Seeking the nearest neutron stars using a new local electron density map

TL;DR

This paper develops a new local electron density map to improve the distance estimates of nearby pulsars, potentially identifying neutron stars within tens of parsecs for fundamental physics tests.

Contribution

It introduces a local electron density map based on parallax measurements, refining pulsar distance estimates and identifying very-near candidate neutron stars.

Findings

Some pulsars previously estimated at 100-200 pc may be as close as tens of parsecs.

The new map suggests a need for parallax measurements of certain pulsars.

Upcoming telescopes can test neutron star heating mechanisms with these nearby objects.

Abstract

Neutron stars provide a compelling testing ground for gravity, nuclear dynamics, and physics beyond the Standard Model, and so it will be useful to locate the neutron stars nearest to Earth.
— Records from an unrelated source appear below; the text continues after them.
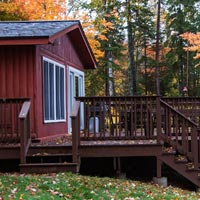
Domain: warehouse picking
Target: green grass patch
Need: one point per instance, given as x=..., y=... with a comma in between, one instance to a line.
x=72, y=186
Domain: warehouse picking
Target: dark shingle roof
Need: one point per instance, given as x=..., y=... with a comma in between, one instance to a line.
x=30, y=29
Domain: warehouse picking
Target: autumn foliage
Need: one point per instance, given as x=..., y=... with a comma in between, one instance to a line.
x=193, y=42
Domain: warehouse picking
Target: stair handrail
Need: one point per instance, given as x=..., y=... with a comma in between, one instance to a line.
x=75, y=119
x=190, y=150
x=25, y=133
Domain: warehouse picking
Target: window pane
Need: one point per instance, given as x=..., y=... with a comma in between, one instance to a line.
x=51, y=90
x=54, y=91
x=46, y=90
x=62, y=93
x=60, y=108
x=58, y=93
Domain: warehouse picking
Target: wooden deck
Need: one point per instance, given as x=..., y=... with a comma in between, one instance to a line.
x=113, y=127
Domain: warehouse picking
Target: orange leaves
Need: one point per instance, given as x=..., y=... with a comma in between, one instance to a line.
x=37, y=10
x=194, y=42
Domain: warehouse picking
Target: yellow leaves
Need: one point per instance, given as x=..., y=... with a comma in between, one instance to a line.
x=34, y=10
x=194, y=42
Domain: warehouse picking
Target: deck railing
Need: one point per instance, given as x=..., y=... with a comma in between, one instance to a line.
x=189, y=106
x=180, y=132
x=75, y=117
x=119, y=117
x=9, y=121
x=25, y=133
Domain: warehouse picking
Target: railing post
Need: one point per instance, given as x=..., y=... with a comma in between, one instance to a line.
x=24, y=131
x=158, y=119
x=75, y=118
x=195, y=146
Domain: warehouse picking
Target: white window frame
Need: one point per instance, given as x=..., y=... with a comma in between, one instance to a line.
x=55, y=65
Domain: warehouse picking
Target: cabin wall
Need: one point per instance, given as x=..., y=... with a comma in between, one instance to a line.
x=63, y=52
x=17, y=74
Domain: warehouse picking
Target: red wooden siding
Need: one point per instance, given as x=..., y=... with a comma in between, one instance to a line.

To that end, we revisit pulsar distance estimates extracted from the dispersion measure of pulsar radio waves scattering on electrons. In particular, we create a new electron density map for the local kiloparsec by fitting to parallax measurements of the nearest pulsars, which complements existing maps that are fit on the Galactic scale. This ``near-Earth'' electron density map implies that pulsars previously estimated to be 100-200 pc away may be as close as tens of parsecs away, which motivates a parallax-based measurement campaign to follow-up on these very-near candidate pulsars. Such nearby neutron stars would be valuable laboratories for testing fundamental physics phenomena, including several late-stage neutron star heating mechanisms, using current and forthcoming telescopes. We illustrate this by estimating the sensitivities of the upcoming Extremely Large Telescope and Thirty Meter Telescope to neutron stars heated by dark matter capture.